The code below defines a finite set of options for marital status. Define a scoring function that returns high scores for common marital statuses, and low scores for uncommon ones (e.g. the score could be the number of people with that status). Remember that your function should be 1-sensitive.

In [28]:
options = ['Never-married', 'Married-civ-spouse', 'Divorced',
           'Married-spouse-absent', 'Separated', 'Married-AF-spouse',
           'Widowed']

def score(option):

    return adult['Marital Status'].value_counts()[option]/1000

score('Never-married')

np.float64(10.683)

In [29]:
assert score('Never-married') > score('Divorced')
assert score('Never-married') > score('Widowed')
assert score('Never-married') < score('Married-civ-spouse')
assert score('Never-married') > score('Divorced')

## Question 2 (10 points)

Implement `report_noisy_max` using the Laplace mechanism. `report_noisy_max` should return the value in a set that approximately maximizes the value of the score function.

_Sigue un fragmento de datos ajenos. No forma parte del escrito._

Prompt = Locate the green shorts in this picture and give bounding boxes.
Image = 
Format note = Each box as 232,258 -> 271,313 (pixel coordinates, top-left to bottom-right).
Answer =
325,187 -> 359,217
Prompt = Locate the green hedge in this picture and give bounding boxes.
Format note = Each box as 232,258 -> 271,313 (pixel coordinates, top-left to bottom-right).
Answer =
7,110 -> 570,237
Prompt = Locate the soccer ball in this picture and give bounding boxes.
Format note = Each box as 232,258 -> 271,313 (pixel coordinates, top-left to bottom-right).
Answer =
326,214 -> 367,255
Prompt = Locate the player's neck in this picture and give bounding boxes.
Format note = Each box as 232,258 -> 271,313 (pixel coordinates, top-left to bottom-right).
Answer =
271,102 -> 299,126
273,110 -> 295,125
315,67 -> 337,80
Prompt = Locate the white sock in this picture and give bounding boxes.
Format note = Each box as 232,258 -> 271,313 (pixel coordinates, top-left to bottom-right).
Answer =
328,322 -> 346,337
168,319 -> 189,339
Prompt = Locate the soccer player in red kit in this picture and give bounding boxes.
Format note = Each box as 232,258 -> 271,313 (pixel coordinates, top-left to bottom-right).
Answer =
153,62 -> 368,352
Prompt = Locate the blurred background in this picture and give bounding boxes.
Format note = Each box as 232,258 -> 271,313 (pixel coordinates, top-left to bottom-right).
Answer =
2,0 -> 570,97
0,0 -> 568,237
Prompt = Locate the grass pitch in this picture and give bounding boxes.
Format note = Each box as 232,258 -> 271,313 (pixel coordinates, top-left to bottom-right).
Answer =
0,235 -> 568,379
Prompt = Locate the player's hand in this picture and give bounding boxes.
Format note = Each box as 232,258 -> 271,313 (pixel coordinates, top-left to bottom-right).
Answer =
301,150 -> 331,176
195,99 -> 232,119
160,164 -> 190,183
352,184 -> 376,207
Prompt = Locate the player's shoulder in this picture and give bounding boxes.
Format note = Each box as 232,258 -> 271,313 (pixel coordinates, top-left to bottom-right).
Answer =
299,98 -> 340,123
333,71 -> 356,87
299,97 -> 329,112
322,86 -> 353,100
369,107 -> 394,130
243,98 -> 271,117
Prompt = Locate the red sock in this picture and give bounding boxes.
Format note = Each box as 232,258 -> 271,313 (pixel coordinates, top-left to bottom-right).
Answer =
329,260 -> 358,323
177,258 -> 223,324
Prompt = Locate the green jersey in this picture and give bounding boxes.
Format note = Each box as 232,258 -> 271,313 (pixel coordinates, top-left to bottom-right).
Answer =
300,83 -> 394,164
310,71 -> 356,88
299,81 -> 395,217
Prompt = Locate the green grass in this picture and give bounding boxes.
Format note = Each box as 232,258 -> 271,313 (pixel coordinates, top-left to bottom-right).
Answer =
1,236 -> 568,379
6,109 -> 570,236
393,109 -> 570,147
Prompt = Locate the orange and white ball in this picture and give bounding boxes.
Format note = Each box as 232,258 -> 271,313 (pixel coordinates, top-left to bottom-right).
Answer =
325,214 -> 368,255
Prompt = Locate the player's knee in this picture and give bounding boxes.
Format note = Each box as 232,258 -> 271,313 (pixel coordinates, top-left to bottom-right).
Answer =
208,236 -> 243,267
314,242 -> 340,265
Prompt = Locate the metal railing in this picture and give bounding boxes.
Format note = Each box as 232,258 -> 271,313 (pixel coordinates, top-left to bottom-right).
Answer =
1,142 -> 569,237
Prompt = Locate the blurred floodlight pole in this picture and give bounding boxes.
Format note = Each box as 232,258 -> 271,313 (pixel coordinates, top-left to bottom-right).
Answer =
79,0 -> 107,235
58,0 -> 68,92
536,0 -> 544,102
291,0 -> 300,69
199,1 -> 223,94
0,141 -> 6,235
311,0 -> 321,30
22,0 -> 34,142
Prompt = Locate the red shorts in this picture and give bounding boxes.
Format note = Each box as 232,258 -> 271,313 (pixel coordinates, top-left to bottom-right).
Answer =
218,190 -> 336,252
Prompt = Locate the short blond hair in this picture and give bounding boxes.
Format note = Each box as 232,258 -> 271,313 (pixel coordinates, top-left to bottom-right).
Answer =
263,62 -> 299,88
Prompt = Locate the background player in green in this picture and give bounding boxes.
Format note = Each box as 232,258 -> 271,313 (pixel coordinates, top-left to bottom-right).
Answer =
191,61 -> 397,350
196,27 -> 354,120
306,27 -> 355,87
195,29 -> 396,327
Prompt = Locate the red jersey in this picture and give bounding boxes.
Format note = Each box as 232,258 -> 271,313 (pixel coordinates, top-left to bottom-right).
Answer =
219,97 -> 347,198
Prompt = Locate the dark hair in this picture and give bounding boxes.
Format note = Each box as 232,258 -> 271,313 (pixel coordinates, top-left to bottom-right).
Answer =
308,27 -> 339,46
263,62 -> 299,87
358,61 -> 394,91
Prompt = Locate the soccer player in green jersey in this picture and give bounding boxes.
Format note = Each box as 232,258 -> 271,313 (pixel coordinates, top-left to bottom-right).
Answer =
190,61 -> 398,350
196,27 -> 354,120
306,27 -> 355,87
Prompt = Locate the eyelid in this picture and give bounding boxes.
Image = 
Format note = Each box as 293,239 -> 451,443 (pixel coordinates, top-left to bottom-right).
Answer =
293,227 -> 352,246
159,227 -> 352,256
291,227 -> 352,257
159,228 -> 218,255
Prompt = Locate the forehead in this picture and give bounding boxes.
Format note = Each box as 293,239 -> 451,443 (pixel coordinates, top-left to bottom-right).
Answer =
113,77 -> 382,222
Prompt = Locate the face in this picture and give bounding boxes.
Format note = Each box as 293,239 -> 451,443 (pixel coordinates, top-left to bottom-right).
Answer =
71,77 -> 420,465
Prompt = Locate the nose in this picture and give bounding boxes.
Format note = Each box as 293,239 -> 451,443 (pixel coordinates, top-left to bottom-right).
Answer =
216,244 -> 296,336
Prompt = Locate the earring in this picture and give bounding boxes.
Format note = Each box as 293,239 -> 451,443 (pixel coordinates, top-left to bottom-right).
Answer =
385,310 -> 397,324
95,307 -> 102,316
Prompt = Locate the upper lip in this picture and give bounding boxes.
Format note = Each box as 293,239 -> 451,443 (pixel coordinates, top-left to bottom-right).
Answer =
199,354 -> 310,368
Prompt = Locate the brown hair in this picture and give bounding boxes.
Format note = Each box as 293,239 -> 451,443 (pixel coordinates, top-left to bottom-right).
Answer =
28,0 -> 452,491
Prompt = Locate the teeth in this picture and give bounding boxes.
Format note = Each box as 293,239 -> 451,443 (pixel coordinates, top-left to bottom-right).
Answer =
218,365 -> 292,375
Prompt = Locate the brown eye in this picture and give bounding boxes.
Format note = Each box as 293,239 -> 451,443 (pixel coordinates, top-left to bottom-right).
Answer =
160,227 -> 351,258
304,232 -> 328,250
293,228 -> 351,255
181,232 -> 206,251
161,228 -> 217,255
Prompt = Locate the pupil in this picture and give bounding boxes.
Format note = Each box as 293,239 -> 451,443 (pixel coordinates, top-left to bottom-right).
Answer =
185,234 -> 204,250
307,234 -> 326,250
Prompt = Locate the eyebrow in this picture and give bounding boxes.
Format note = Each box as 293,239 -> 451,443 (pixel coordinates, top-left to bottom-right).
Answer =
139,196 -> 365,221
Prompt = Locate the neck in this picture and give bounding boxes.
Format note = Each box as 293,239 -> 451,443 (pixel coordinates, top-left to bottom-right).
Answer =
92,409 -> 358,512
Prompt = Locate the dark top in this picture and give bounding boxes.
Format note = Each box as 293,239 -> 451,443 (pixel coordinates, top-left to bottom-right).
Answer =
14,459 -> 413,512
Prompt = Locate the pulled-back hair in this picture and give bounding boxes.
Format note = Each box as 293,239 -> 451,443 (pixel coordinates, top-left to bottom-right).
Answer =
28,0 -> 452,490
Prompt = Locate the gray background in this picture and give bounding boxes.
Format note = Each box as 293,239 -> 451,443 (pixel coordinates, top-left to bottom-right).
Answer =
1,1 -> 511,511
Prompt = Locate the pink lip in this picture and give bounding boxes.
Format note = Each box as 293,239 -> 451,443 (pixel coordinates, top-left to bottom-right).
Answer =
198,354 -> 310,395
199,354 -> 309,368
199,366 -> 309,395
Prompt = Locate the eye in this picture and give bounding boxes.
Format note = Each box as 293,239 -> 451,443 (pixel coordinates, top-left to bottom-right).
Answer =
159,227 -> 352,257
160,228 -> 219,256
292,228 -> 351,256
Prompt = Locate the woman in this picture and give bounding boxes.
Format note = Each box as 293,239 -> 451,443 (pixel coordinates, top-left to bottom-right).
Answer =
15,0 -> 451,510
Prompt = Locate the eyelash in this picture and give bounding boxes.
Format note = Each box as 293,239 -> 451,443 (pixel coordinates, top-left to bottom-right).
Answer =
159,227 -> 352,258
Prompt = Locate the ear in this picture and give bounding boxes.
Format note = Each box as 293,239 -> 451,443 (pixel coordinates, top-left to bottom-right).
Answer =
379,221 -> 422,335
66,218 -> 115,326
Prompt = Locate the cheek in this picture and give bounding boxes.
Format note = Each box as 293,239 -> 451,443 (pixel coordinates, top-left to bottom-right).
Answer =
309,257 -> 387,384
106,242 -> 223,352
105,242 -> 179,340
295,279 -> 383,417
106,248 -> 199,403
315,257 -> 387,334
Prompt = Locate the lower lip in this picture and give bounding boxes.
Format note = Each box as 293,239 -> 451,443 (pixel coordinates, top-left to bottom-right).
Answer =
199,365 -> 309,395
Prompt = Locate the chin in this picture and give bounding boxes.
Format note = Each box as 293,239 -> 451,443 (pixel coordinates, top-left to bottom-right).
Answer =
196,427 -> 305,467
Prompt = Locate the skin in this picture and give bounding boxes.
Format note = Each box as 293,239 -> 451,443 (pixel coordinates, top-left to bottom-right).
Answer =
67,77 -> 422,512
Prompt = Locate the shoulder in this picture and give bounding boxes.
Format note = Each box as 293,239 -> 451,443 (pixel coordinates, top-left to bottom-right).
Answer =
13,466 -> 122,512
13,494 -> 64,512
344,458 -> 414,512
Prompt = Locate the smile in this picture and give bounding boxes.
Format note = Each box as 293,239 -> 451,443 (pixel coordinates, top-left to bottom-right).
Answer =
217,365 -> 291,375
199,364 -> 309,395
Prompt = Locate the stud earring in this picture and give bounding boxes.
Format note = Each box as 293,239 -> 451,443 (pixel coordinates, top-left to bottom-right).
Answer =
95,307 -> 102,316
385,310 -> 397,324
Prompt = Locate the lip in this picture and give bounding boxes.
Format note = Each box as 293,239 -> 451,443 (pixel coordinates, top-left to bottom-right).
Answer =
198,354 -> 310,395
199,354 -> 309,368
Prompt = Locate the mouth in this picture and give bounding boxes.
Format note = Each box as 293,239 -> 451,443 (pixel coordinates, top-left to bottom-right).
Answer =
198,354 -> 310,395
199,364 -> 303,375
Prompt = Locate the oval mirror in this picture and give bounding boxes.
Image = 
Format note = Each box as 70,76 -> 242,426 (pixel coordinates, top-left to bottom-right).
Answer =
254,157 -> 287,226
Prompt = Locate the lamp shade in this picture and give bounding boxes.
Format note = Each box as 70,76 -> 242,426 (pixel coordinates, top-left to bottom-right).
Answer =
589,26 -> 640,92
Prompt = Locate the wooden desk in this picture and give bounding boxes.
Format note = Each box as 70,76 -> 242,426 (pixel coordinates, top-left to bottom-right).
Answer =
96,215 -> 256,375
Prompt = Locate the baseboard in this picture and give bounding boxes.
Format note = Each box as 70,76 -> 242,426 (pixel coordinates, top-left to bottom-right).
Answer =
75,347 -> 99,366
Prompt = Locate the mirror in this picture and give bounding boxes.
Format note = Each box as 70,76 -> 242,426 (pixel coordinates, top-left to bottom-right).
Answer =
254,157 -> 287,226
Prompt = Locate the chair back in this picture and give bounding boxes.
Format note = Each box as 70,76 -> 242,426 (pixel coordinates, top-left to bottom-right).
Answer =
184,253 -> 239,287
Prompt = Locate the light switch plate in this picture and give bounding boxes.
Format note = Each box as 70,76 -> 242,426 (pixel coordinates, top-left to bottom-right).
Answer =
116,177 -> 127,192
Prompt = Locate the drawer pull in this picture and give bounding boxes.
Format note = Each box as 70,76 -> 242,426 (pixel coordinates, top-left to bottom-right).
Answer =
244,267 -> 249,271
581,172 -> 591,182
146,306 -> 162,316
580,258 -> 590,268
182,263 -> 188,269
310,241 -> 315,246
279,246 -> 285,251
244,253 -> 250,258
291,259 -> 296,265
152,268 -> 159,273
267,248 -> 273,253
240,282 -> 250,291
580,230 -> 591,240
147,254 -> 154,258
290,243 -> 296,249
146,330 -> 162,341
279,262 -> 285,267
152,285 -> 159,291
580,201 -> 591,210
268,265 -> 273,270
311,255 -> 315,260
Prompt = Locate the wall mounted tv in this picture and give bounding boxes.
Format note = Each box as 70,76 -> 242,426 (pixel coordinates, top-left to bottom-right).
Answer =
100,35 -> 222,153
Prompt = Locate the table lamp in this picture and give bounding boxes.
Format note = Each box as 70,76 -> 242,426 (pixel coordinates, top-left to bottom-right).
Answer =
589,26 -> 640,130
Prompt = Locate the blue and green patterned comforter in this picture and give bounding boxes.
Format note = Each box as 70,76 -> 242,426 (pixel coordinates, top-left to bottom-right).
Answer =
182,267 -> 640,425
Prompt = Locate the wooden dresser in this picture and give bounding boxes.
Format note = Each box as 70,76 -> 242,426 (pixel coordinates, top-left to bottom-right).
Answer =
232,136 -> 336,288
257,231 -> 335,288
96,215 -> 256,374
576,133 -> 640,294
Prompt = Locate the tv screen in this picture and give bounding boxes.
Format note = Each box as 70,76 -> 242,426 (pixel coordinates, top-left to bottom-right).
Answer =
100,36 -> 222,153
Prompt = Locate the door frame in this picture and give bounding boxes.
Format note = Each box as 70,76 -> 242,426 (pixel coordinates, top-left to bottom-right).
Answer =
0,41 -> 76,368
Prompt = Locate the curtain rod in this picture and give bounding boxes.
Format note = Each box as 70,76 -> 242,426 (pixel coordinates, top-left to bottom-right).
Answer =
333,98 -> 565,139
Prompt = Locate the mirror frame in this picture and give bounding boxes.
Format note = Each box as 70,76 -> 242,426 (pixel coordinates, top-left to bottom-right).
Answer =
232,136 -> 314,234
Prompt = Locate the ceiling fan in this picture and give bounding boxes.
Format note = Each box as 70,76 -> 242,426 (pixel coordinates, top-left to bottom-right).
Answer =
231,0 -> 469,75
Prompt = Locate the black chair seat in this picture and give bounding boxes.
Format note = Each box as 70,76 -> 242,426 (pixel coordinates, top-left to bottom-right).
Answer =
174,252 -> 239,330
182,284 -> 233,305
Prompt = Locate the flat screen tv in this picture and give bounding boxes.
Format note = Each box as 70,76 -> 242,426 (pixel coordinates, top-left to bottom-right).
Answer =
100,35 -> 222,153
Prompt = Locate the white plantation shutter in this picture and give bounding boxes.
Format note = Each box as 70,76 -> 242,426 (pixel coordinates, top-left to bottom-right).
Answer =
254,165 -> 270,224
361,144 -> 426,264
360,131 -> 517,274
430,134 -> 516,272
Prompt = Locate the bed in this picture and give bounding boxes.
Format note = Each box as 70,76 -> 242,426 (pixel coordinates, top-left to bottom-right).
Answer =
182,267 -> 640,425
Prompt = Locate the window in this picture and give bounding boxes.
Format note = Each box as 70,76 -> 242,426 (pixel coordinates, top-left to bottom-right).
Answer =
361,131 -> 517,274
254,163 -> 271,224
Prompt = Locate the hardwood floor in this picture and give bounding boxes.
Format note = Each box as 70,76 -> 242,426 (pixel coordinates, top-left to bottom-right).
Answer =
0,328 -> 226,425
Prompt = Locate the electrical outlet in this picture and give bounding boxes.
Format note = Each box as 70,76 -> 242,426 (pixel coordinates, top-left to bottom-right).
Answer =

It should not return the score itself.

In [30]:
def report_noisy_max(R, score, sensitivity, epsilon):
    scores = [score(x) for x in R]
    noisy_scores = [laplace_mech(s, sensitivity, epsilon) for s in scores]
    max_idx = np.argmax(noisy_scores)
    return R[max_idx]

report_noisy_max(options, score, 1, 1)

'Married-civ-spouse'

In [31]:
assert report_noisy_max(options, score, 1, 1) == 'Married-civ-spouse'

## Question 3 (5 points)

Implement a function `above_10000` that releases the **value** of the first query in a sequence of queries whose value is above 10000. Your function should have a **total** privacy cost equal to the privacy parameter $\epsilon$ passed in when it is called.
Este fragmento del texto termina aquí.